Creators of privacy preserving LBSs want to be able to quantify the level of privacy a certain feature is able to achieve. Consumers of said privacy services also need such quantitative and qualitative measures to determine which services offer the most protection. Privacy is oftentimes a very abstract concept and does not lend itself easily to comparisons across different services. Nevertheless, it is possible to have metrics through which these services can be classified and categorized.

Privacy-enhancing technologies are often in direct opposition to quality of service. If a certain service is only able to provide accurate information by having access to individuals' personal data, enhancing the privacy of individuals might interfere with the quality of the service. This is especially relevant for LBSs, where increased resolution of location information is even more intrusive for the privacy of individuals. If researchers, creators and consumers are to navigate this trade-off between privacy and quality of service, they need to have access to privacy evaluation metrics. The following section describes various metrics to quantify privacy and, by extension, quality of service in LBSs.

\subsection{Location privacy and query privacy} % Tobias

\emph{Location privacy} is a term used to describe a user's private information which is directly related to location information. If a LBS provider knows the location of one user, it is able to infer additional information about the user.

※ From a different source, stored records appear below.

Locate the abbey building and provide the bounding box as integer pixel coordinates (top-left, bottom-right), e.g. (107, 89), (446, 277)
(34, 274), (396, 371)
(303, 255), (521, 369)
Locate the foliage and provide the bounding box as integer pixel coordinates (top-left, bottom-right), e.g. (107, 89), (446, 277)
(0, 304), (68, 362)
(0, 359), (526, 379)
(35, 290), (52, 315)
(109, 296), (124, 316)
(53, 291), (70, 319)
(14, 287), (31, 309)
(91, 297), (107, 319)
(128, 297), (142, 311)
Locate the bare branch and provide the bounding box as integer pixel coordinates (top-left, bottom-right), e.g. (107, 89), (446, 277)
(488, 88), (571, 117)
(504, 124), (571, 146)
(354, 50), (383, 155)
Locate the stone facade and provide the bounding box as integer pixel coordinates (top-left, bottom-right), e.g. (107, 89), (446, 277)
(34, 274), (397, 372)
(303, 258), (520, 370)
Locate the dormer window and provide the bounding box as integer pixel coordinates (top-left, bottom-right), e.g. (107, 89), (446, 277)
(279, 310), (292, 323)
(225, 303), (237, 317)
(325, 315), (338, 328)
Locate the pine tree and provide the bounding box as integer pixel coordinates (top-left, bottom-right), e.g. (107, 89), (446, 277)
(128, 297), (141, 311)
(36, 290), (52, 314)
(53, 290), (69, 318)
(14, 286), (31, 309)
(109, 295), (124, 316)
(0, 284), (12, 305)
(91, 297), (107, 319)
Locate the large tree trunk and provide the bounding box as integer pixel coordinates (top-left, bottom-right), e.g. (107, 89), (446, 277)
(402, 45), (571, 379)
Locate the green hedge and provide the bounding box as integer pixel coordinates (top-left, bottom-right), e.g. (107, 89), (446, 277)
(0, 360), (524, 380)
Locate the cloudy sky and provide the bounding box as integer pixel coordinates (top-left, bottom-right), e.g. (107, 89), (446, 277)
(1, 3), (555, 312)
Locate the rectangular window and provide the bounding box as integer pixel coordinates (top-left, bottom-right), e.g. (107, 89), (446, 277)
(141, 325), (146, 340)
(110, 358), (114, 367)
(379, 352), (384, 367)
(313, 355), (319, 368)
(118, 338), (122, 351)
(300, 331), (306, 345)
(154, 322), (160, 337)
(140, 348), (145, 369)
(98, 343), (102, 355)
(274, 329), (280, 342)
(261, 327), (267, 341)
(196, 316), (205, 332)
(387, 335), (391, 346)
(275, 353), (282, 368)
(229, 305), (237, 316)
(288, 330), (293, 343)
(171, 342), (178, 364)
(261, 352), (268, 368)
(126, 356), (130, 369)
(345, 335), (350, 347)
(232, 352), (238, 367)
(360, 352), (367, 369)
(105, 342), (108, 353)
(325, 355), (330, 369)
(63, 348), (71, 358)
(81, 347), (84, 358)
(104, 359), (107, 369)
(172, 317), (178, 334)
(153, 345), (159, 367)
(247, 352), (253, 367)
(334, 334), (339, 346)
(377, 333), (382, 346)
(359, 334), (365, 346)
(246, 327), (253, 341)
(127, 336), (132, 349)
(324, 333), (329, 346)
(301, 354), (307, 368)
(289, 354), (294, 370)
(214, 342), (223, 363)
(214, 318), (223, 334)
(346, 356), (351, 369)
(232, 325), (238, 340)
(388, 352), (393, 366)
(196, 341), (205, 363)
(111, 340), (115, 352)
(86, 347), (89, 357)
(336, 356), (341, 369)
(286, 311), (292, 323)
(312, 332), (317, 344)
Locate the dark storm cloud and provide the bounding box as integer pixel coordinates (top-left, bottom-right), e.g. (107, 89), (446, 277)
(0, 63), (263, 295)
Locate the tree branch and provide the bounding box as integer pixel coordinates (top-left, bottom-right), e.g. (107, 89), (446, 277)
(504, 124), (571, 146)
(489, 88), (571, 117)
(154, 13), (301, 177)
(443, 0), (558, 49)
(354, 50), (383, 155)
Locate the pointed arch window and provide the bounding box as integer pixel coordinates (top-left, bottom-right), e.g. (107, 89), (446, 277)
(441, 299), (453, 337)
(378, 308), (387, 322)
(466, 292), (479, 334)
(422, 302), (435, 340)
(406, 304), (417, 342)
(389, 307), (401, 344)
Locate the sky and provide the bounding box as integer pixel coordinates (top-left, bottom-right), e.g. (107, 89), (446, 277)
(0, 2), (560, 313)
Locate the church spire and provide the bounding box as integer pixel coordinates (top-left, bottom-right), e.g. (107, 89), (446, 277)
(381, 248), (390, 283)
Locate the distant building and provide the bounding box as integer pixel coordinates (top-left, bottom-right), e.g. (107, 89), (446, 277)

Location privacy is, therefore, concerned with two major questions \cite{shin_privacy_2012}:
\begin{itemize}
    \item Can a user be accurately located?
    \item Can additional information such as a user's habits or interests be inferred from the location data?
\end{itemize}

\emph{Query privacy}, on the other hand, concerns itself with private information a LBS provider is able to gain from observing a user's queries to its services. Queries in this context are requests a user issues to a LBS provider to get information about the user's surroundings. For example, a user can request all restaurants in a specific radius around their location. A slightly different query could be one where the user asks for the closest gas station. For query privacy we are interested in two different questions \cite{shin_privacy_2012}:
\begin{itemize}
    \item Can a user be identified?
    \item Can additional information such as a user's habits or interests be inferred from the query itself?
\end{itemize}

Although \emph{location privacy} and \emph{query privacy} are closely related, they are different. If a LBS provider can accurately pinpoint and track a user's location, the user's queries will eventually reveal their identity to the provider. In this scenario, compromising the user's location privacy allows the provider to also compromise the user's query privacy. Likewise, if a user can be accurately identified through their queries (query privacy is compromised), the provider will be able to pinpoint the user's location (location privacy is compromised). However, it is possible that one of the two is compromised while the other remains intact. A user can issue a query which could be coming from any other $k-1$ users in the same area. The provider knows that all $k$ users are in a large area covering their location, but the query is not attributable to only one user. It follows that the user's query privacy is protected while the location privacy is compromised \cite{shin_privacy_2012}. The concept of hiding a user's queries in a crowd of $k-1$ other users is central to many Privacy Enchancing Technologies (PETs).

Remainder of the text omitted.